Bajo un objetivo claro, disfrutar de 48 intensas horas en Madrid y después de casi 2 años sin pisarla (sí, sí, de verdad), me presento en agosto en la capital, uno de los mejores meses para disfrutar de la ciudad: hay muchísima menos gente y no tienes que hacer reservas en los restaurantes o colas en los museos. La oferta cultural no decrece y encuentras más ofertas en los hoteles. Madrid, abierto en vacaciones.

Visitar la exposición de Hopper en el Museo Thyssen era uno de mis principales objetivos. La muestra, vigente hasta el 16 de septiembre, es, en volumen y criterio, la exposición más ambiciosa del artista estadounidense que se ha mostrado en Europa. Y en efecto, no defrauda. Fueron las 2 horas y media de mi escapada a Madrid mejor invertidas. La entrada son 10€ y la audioguía (fundamental), 3€ más.

¿Lo mejor? Está abierto hasta las 23h, por lo que además podrás disfrutar de ese punto romántico que aportan los museos pasadas las horas de sol.

No se me ocurrió un sitio mejor, y vaya si acerté, que pasarme por el Mercado de San Miguel para reponer fuerzas y disfrutar de la mejor gastronomía en miniatura: las tapas.

El Mercado, uno de mis lugares preferidos de la capital, es hoy un pedacito de historia donde encontrar lo mejor de esta “gastrocultura” que abanderan; desde tortillitas de camarones, mariscos a la plancha, tostas de bacalao o el tradicional pincho de tortilla. Todo esto, por supuesto, regado con los mejores vinos o un gin tonic –de los que molan-, para culminar la velada.

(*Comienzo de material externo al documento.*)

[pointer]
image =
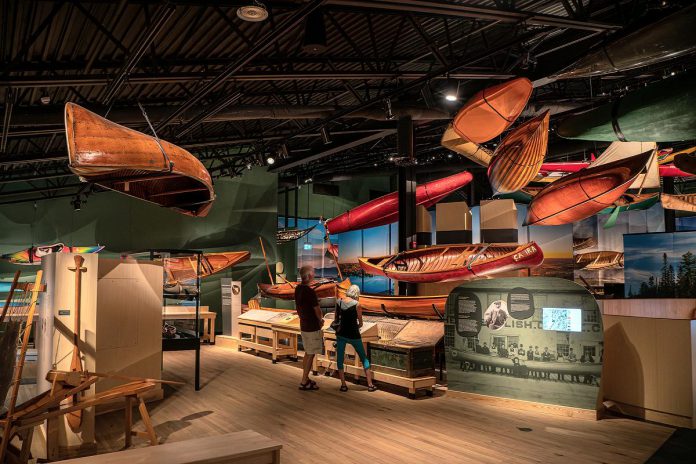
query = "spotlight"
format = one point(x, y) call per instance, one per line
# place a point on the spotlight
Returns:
point(452, 90)
point(314, 41)
point(325, 136)
point(256, 12)
point(77, 203)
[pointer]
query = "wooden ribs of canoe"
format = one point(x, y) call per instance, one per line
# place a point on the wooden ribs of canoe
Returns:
point(586, 192)
point(599, 260)
point(685, 202)
point(135, 164)
point(185, 268)
point(473, 151)
point(518, 158)
point(324, 288)
point(419, 307)
point(385, 209)
point(492, 110)
point(454, 262)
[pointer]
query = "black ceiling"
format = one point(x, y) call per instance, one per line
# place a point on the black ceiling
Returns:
point(234, 92)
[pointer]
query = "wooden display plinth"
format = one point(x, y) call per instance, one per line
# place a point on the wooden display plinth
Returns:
point(650, 359)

Clásicos como cualquiera de las tapas de Biotza, un básico en pleno Barrio de Salamanca del que solía disfrutar durante los más de 7 años que viví en Madrid o novedades como La Panamericana, donde encontrarás el famoso Bloody Mary Acapulqueño (langostinos macerados en lima, orégano, jitomate, jalapeños, cebolla roja, pepino y aguacate) por el que suspira media ciudad (y yo), son lugares que no deberías perderte en tu viaje a Madrid.

Lo de que Madrid es hoy por hoy ‘la ciudad que nunca duerme’ es verdad, pero aún así siempre es un placer llegar –sea la hora que sea- a un hotel como Hospes Madrid. Situado en plena Plaza de la Independencia y con unas intimidatorias vistas a la Puerta de Alcalá, mira de reojo a los lugares más interesantes de la capital mientras sus señoriales muros del siglo XIX te brindan el más plácido de los descansos (cuenta con spa, sauna, masajes…) y de las bienvenidas: ¿o es que acaso os han recibido alguna vez con una tapita de jamón ibérico, chapata, tomate listo para untar y un par de cervezas Premium bien frías? [silencio].  Recibimientos, vistas y dos alicientes fundamentales en un hotel: por supuesto wifi gratis y ¡por fin! un secador digno (este además tenía difusor) que no está pegado a la pared. Chicas, seguro que sabéis de lo que hablo.

Mi habitación, dúplex, en Hospes Madrid

Han sido 48 intensas horas en Madrid, pero me he dejado muchísimas cosas en el tintero, así que espero poder regresar pronto y por supuesto, contároslo todo en Bon voyage-Blog de viajes.